Re: Status fvwm-menu-desktop

2011-12-20 Thread Thomas Adam
On Mon, Dec 19, 2011 at 06:11:57PM -0500, Dan Espen wrote:
 I think TA mentioned it was slow.  I don't know if he measured it
 or not.

Yeah:  http://xteddy.org/~n6tadam/fvwm/nytprof/

Note interpret_menu() is the culprit -- the scan_AppDir() and
read_desktop_entry() subroutines don't help, but I suspect most of that is
down to having to stat() and read in a lot of small files, so I wouldn't
concentrate on those two subroutines just yet.

If anyone needs help interpreting the output from that, let me know.

-- Thomas Adam

-- 
Deep in my heart I wish I was wrong.  But deep in my heart I know I am
not. -- Morrissey (Girl Least Likely To -- off of Viva Hate.)

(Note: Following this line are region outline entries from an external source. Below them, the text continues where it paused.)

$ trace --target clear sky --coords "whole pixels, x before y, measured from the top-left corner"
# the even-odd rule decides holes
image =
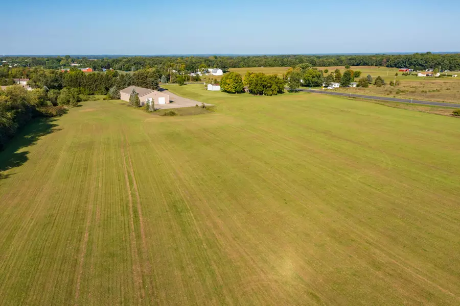
[[[0,54],[460,51],[459,0],[2,1]]]

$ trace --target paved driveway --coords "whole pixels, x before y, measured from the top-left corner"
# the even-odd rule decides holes
[[[169,104],[160,104],[155,106],[155,108],[160,110],[172,108],[179,108],[181,107],[194,107],[197,104],[199,106],[201,105],[201,103],[199,101],[188,99],[177,94],[174,94],[169,90],[162,90],[162,92],[169,95]],[[204,104],[206,106],[212,106],[212,104]]]

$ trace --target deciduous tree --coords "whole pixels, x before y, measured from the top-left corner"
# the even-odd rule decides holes
[[[372,76],[371,76],[371,74],[367,74],[367,76],[366,77],[366,80],[367,80],[367,83],[370,84],[372,84]]]
[[[301,84],[300,80],[302,78],[302,75],[301,72],[295,70],[289,74],[288,87],[291,91],[295,92],[295,90],[300,87]]]
[[[340,87],[348,87],[351,85],[353,81],[351,70],[347,69],[343,72],[343,75],[340,79]]]
[[[382,79],[382,77],[379,75],[375,79],[374,84],[378,87],[380,87],[385,85],[385,81]]]
[[[237,72],[230,72],[224,75],[220,80],[220,90],[230,93],[244,91],[243,79]]]
[[[304,75],[304,86],[316,87],[323,84],[323,79],[321,72],[317,69],[309,69]]]

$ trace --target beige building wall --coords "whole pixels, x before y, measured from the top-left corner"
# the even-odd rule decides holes
[[[123,101],[126,101],[127,102],[129,101],[129,96],[131,95],[131,94],[129,93],[125,93],[124,92],[120,92],[120,98],[123,100]]]
[[[169,104],[169,95],[160,92],[159,91],[156,91],[156,90],[147,94],[145,94],[142,97],[139,97],[139,99],[141,100],[141,105],[145,105],[146,99],[148,98],[152,98],[152,99],[154,101],[154,104],[155,105],[158,105],[159,104],[158,101],[158,98],[159,97],[163,97],[165,98],[165,103],[166,104]],[[129,99],[129,96],[128,97],[128,100]]]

Re: Status fvwm-menu-desktop

2011-12-20 Thread Dan Espen
Thomas Adam tho...@fvwm.org writes:

 On Mon, Dec 19, 2011 at 06:11:57PM -0500, Dan Espen wrote:
 I think TA mentioned it was slow.  I don't know if he measured it
 or not.

 Yeah:  http://xteddy.org/~n6tadam/fvwm/nytprof/

Nice!

 Note interpret_menu() is the culprit -- the scan_AppDir() and
 read_desktop_entry() subroutines don't help, but I suspect most of that is
 down to having to stat() and read in a lot of small files, so I wouldn't
 concentrate on those two subroutines just yet.

 If anyone needs help interpreting the output from that, let me know.

Well, aren't we most concerned with elapsed time?
Doesn't that put read_desktop_entry right at the top
of our list.

Our script runs slowly the first time and then pretty fast
the second time.  Most certainly because all the files it reads
are cached.  Were you able to control for that in your timing tests?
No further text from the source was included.